If you’re looking to raise your incident response game, my 3-part course Leading Incidents is just what you need.

Ask questions first, shoot later

One piece of common-sense advice that you often hear about incident response is,

Fix it first. Ask “why” later.

This chestnut is often deployed to combat what is perceived as excessive investigation. And like most common-sense advice, it’s approximately right in lots of situations. But it misses a crucial point, and at its worst, this attitude perpetuates failure.

Diagnosing and fixing

Incident response comprises two intertwined, but distinct, activities: diagnosing and fixing. This point is illustrated in David Woods’ 1995 paper, Cognitive demands and activities in dynamic fault management: abductive reasoning and disturbance management (which uses the term “response planning” for what I’m calling “fixing”):

Diagnosing and fixing can involve overlapping activities, such that they blend together during incident response. For example, if you have diagnosed a partial outage as resulting from a web server that’s used up all its allotted file handles, you might restart that web server. This would be a “diagnostic intervention,” in that it serves to advance both the fix (if your diagnosis holds water, then restarting the web server will fix the problem) and the diagnosis (if restarting the web server fixes the problem, then you have additional evidence for your diagnosis; if it doesn’t, then you know you need a new diagnosis).
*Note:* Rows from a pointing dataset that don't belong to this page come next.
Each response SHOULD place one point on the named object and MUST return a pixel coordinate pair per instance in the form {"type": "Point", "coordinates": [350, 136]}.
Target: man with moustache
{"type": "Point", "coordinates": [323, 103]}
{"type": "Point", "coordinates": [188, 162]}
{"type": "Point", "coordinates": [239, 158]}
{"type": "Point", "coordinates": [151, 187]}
The fact that fixing and diagnosing often converge to the same actions doesn’t change the fact that these two concurrent activities have different goals. The goal of fixing is to bring the system into line with your mental model of how it’s supposed to function. The goal of diagnosing is to bring your mental model into line with the way the system is actually behaving.

Usually these two goals are aligned with one another, but sometimes they demand different actions. And that’s what opens the door for someone to say, “Let’s fix the problem first and ask questions later.” However, this implies a naïve conception of the incident response process, which I’ll represent schematically here:

In this view, you fix first, then you diagnose – perhaps in a post-mortem or a root-cause analysis. But in a field like ours, in which complex systems are at play, this is simply not how things work. A complex system has infinitely many possible failure modes. Therefore there are infinitely many possible actions that might be necessary to recover from a failure. In order to even attempt a fix, you must always start with some kind of diagnosis.

Sure, sometimes the diagnostic effort might be very brief and straightforward. Suppose you get an alert about some new error happening in production. You immediately recognize the error as resulting from a code change you just deployed, and you revert the change.

Because the diagnosis was so quick, it may feel like you simply fixed the problem as soon as you saw it. But you still undertook a diagnostic process. You saw the alert and developed a hypothesis (“My code change caused these errors”), and that hypothesis turned out to be right. Had you truly done no diagnosis, then you wouldn’t have known what to do. The incident actually looked like this:

Contrast this with another scenario. You get alerted about slow page-loads. Together with a team, you begin to investigate the slowness. But no explanation is forthcoming. It takes an hour of searching logs, reading documentation, and consulting with other teams before you have a satisfactory explanation: an mission-critical cache object has gotten too large to store in the cache, so it has to be fetched from origin on every request. Upon reaching this diagnosis, you immediately know what to do to fix the problem:

During this long diagnostic phase, nobody would have said, “Fix the problem first. Worry about ‘why’ later.” The diagnostic effort was clearly pursued in service of fixing the issue. Whether it takes a split-second or a week, a diagnosis (at least a differential diagnosis) always has to be reached before the problem can be fixed.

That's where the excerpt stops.